Starting Tuesday, all businesses having the necessary tech in El Salvador had to accept Bitcoin as payment, however, during the crypto’s debut, Chivo, the digital wallet used for transactions, wasn’t working.
Probably only a few believed in 2010 when the first purchase with Bitcoin was made, that in only 11 years, a country would adopt the currency. And even though it did, the necessary tech wasn’t functioning on this historic day.
In the wake of the events, President Nayib Bukele became tech support for the entire nation on his Twitter account, walking through all his 2.8 million followers what was going on with the system.

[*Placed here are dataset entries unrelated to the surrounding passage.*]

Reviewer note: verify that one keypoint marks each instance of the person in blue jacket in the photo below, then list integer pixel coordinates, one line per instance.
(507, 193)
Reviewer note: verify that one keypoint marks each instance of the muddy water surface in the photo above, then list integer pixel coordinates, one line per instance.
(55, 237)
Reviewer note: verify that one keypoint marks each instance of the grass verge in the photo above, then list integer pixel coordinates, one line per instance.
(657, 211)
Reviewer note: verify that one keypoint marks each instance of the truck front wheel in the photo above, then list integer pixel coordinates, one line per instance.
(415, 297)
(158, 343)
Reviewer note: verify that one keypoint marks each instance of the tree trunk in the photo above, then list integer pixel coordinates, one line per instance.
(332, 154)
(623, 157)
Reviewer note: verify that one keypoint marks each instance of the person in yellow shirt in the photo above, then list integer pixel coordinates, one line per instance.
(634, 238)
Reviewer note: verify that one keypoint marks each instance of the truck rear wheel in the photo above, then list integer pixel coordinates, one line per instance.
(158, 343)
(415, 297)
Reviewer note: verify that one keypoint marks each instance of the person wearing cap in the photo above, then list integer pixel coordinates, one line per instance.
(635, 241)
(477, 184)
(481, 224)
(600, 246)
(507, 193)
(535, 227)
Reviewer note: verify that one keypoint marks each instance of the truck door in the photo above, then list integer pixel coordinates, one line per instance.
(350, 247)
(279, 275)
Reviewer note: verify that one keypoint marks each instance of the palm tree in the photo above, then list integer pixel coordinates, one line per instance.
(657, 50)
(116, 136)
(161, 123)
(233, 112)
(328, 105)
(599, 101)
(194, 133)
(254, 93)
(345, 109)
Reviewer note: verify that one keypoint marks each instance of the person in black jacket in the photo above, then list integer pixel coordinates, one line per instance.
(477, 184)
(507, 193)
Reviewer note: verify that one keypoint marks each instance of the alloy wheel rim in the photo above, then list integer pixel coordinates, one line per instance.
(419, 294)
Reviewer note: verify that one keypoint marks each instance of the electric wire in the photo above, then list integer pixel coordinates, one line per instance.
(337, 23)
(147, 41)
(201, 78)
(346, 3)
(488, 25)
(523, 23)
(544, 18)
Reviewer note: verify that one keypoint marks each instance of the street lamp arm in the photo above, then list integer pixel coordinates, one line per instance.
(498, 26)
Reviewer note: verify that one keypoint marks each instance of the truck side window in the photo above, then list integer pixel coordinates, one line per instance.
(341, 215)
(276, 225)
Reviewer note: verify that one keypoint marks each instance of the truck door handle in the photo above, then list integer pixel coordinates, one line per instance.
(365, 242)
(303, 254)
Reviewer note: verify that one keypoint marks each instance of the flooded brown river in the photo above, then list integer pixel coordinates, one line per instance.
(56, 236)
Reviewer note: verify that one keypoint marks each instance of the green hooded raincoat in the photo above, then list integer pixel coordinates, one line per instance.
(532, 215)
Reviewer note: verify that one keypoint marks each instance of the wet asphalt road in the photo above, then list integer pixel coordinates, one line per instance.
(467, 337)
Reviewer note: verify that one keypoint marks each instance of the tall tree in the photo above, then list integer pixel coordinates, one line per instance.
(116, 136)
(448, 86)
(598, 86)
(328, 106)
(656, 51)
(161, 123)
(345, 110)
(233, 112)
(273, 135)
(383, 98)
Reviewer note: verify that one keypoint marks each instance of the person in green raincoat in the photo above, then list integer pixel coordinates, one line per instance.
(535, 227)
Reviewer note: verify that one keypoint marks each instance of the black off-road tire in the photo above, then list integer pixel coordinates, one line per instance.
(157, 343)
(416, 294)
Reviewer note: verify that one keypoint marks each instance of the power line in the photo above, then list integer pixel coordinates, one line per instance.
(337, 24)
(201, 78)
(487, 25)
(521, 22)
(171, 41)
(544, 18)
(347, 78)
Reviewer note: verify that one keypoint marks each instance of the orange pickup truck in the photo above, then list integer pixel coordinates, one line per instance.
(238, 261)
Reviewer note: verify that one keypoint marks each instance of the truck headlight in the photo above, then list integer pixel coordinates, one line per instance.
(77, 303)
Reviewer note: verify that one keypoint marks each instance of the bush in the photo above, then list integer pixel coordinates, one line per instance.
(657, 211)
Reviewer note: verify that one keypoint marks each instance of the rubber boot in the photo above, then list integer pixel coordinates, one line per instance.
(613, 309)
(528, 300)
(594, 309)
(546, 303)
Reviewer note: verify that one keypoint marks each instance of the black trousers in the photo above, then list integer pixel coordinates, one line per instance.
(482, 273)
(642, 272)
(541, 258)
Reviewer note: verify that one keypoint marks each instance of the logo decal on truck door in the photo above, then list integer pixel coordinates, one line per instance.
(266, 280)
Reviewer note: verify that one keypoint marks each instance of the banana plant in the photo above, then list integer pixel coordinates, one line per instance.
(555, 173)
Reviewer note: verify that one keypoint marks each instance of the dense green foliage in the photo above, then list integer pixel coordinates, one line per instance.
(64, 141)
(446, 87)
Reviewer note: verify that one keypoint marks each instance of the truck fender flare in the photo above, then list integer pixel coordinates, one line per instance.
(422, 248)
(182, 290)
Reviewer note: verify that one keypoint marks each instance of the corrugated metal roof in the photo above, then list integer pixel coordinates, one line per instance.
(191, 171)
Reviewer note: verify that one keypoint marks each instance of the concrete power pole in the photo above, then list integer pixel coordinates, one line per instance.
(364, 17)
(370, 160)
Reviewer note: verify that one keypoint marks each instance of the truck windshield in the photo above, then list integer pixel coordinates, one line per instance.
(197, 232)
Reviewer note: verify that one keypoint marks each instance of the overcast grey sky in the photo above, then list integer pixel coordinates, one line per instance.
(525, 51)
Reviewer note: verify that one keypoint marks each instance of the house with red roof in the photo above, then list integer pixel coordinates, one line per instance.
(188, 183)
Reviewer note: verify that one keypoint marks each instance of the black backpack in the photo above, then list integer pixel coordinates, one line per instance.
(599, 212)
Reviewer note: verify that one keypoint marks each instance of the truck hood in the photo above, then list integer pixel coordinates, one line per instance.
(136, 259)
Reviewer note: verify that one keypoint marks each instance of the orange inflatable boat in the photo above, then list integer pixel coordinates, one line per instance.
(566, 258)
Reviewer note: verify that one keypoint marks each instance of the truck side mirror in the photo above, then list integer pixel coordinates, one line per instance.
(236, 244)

As the president explained, the wallet got disconnected when server capacity increased. Bukele also said that the problem was easily correctable and encouraged his followers to download the payment app and leave their reactions regarding it.
Even though El Salvador’s Bitcoin journey started a bit on the wrong foot, the government still plans to install more than 200 digital wallet tellers and around 50 Bitcoin attention centers.
On the other hand, the value of the cryptocurrency managed to drop early Tuesday from $52,000 per coin to a staggering $42,000 before making a recovery and getting around half of that loss. This is the kind of volatility that’s out of the question when it comes to more traditional currencies (like in the instance of gold, which made up 11% of the global reserve assets in 2019) and worries many not just in El Salvador but across the globe.
As a matter of fact, three recent face-to-face public surveys from El Salvador show that most people didn’t really agree with the government’s decision. Critics have also warned that Bitcoin’s lack of transparency can also boost criminal activity in El Salvador and its volatility can wreak havoc on citizens’ savings.
Opposed to critics and concerned Salvadorians, Bukele views Bitcoin as an asset that would help with opening new investment opportunities and as a means for Salvadorians to save money when they transfer their money back home from the US. However, the latter option would be entirely voluntary.